NSF Stories

Awash in potential: Wastewater provides early detection of SARS-CoV-2 virus

Tools prove effective at identifying emerging variants and predicting COVID-19 surges

Writing in the journal Nature, scientists at the University of California San Diego and Scripps Research, along with local and federal public health officials, describe how wastewater sequencing provided dramatic new insights into levels and variants of SARS-CoV-2 on campus and in the broader community -- a key step in public health interventions in advance of COVID-19 case surges. The work was supported by the U.S. National Science Foundation.

"This project, funded through NSF's rapid response, or RAPID, mechanism, is a great example of how researchers can take advantage of breaking opportunities to apply research outcomes to address problems of contemporary significance," said Peter McCartney, a program director in NSF's Division of Biological Infrastructure.

The authors said the approach, deployed by UC San Diego as part of its Return to Learn efforts and then more broadly in the surrounding region, is a scalable, cheaper and faster way for communities and regions to detect the coronavirus and take appropriate actions.

"The coronavirus will continue to spread and evolve, which makes it imperative for public health that we detect new variants early enough to mitigate consequences," said co-senior study author Rob Knight, director of the Center for Microbiome Innovation at UC San Diego.

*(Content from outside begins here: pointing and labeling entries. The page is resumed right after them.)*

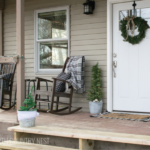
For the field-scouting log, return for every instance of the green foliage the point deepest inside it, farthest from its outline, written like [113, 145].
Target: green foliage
[28, 103]
[96, 84]
[142, 27]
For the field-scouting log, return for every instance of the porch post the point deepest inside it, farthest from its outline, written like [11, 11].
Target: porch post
[1, 40]
[20, 51]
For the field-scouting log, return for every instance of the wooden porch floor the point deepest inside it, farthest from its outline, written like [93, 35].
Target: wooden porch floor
[81, 120]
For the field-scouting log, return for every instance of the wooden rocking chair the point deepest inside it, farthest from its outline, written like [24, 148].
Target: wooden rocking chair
[52, 94]
[7, 70]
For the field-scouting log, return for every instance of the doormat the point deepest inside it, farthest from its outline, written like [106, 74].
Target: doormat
[122, 116]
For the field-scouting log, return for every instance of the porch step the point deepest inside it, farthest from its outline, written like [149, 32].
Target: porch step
[84, 134]
[14, 145]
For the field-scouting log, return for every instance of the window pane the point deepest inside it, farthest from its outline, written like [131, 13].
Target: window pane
[145, 13]
[52, 25]
[138, 12]
[53, 54]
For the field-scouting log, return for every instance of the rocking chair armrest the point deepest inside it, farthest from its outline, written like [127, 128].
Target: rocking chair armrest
[60, 80]
[43, 79]
[5, 79]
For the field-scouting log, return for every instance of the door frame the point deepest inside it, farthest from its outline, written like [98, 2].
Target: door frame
[110, 50]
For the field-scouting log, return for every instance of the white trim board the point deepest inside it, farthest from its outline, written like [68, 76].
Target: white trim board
[110, 50]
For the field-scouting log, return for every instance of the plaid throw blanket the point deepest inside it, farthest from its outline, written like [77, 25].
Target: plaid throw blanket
[76, 66]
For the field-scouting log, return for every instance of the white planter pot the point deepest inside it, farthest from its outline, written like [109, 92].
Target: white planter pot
[96, 107]
[27, 118]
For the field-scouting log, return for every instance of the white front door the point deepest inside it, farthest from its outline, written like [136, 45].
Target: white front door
[131, 86]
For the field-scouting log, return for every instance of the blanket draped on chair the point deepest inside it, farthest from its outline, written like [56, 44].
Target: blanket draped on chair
[76, 65]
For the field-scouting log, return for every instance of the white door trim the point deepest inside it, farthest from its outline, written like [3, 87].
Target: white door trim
[110, 50]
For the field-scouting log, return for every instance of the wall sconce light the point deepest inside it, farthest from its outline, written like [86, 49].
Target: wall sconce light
[89, 6]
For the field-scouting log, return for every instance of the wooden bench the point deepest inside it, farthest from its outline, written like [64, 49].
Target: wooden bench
[14, 145]
[86, 137]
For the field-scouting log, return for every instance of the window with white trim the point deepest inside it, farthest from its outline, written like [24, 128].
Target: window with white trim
[52, 38]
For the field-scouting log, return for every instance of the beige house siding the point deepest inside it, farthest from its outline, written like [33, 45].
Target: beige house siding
[88, 38]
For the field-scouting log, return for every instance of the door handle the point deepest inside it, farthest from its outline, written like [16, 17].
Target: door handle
[114, 66]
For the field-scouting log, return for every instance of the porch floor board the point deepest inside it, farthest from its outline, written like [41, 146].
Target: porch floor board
[82, 121]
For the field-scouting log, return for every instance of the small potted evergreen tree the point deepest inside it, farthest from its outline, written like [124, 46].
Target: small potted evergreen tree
[27, 113]
[95, 93]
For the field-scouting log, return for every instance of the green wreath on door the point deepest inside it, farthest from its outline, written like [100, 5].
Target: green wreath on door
[137, 22]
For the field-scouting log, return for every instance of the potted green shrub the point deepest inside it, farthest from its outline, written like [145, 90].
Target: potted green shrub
[95, 93]
[27, 113]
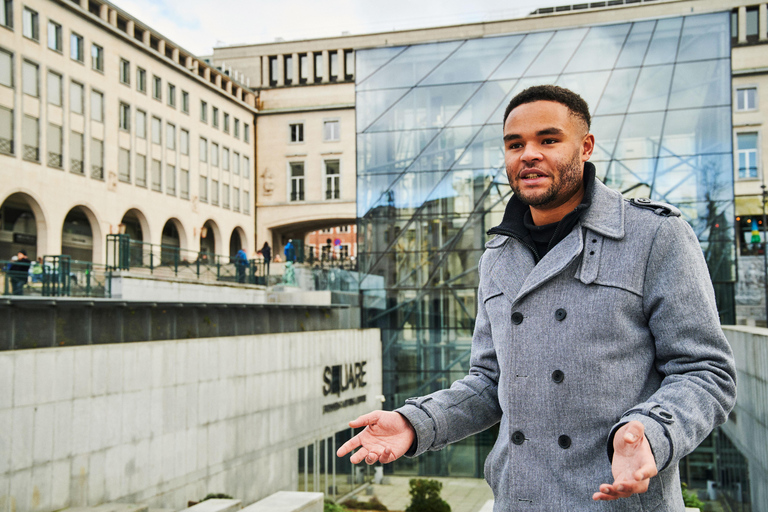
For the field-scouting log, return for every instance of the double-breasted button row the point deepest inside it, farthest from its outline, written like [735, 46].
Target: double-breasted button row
[563, 442]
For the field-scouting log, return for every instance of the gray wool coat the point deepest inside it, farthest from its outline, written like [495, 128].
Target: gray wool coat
[616, 323]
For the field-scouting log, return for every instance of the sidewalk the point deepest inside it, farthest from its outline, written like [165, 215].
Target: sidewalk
[462, 494]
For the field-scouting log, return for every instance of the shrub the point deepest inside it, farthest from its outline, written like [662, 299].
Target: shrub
[425, 496]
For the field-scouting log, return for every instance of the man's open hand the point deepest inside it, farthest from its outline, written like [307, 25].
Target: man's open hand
[633, 464]
[387, 436]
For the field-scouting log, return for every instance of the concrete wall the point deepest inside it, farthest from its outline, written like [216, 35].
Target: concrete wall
[748, 425]
[169, 421]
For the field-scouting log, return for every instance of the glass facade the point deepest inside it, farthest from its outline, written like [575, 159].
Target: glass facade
[431, 178]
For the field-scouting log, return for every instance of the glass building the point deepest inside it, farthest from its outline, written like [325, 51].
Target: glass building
[431, 178]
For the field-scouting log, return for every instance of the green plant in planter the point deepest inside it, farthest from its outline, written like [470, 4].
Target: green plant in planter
[425, 496]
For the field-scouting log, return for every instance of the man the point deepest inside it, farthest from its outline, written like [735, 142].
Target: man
[597, 343]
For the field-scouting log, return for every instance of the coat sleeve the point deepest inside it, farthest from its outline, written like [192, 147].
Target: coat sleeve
[470, 405]
[698, 388]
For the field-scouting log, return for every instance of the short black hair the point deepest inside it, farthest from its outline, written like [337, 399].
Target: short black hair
[575, 103]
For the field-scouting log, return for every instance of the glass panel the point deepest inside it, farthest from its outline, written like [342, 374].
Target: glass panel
[663, 47]
[410, 66]
[604, 41]
[474, 61]
[557, 53]
[652, 89]
[701, 84]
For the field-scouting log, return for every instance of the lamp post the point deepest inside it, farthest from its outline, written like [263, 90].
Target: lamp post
[765, 253]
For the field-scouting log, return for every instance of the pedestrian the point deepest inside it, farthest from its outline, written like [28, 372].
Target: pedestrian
[266, 251]
[597, 342]
[18, 272]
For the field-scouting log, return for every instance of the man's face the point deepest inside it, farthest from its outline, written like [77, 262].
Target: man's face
[545, 148]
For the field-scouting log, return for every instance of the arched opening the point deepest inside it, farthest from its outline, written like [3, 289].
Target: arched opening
[18, 227]
[77, 235]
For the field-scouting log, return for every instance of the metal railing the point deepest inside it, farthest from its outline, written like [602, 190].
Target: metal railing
[57, 276]
[124, 253]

"Before wastewater sequencing, the only way to do this was through clinical testing, which is not feasible at large scale, especially in areas with limited resources, public participation or the capacity to do sufficient testing and sequencing," Knight continued. "We've shown that wastewater sequencing can successfully track regional infection dynamics with fewer limitations and biases than clinical testing to the benefit of almost any community."

People with COVID-19 shed the virus in their stool, whether or not they have symptoms. In the summer of 2020, Knight and colleagues leveraged that fact to begin robotic sampling of wastewater on the UC San Diego campus.

In March 2021, wastewater surveillance went regional, with multiple samples sequenced each week from San Diego County's primary wastewater treatment plant at Point Loma, with a catchment size of 2.3 million people.

"We know that other pathogens, ranging from influenza to monkeypox, can be detected in wastewater," said Knight. "Working with county, state and national public health organizations to expand this system beyond SARS-CoV-2 will revolutionize our ability to respond not just to this pandemic, but to future ones."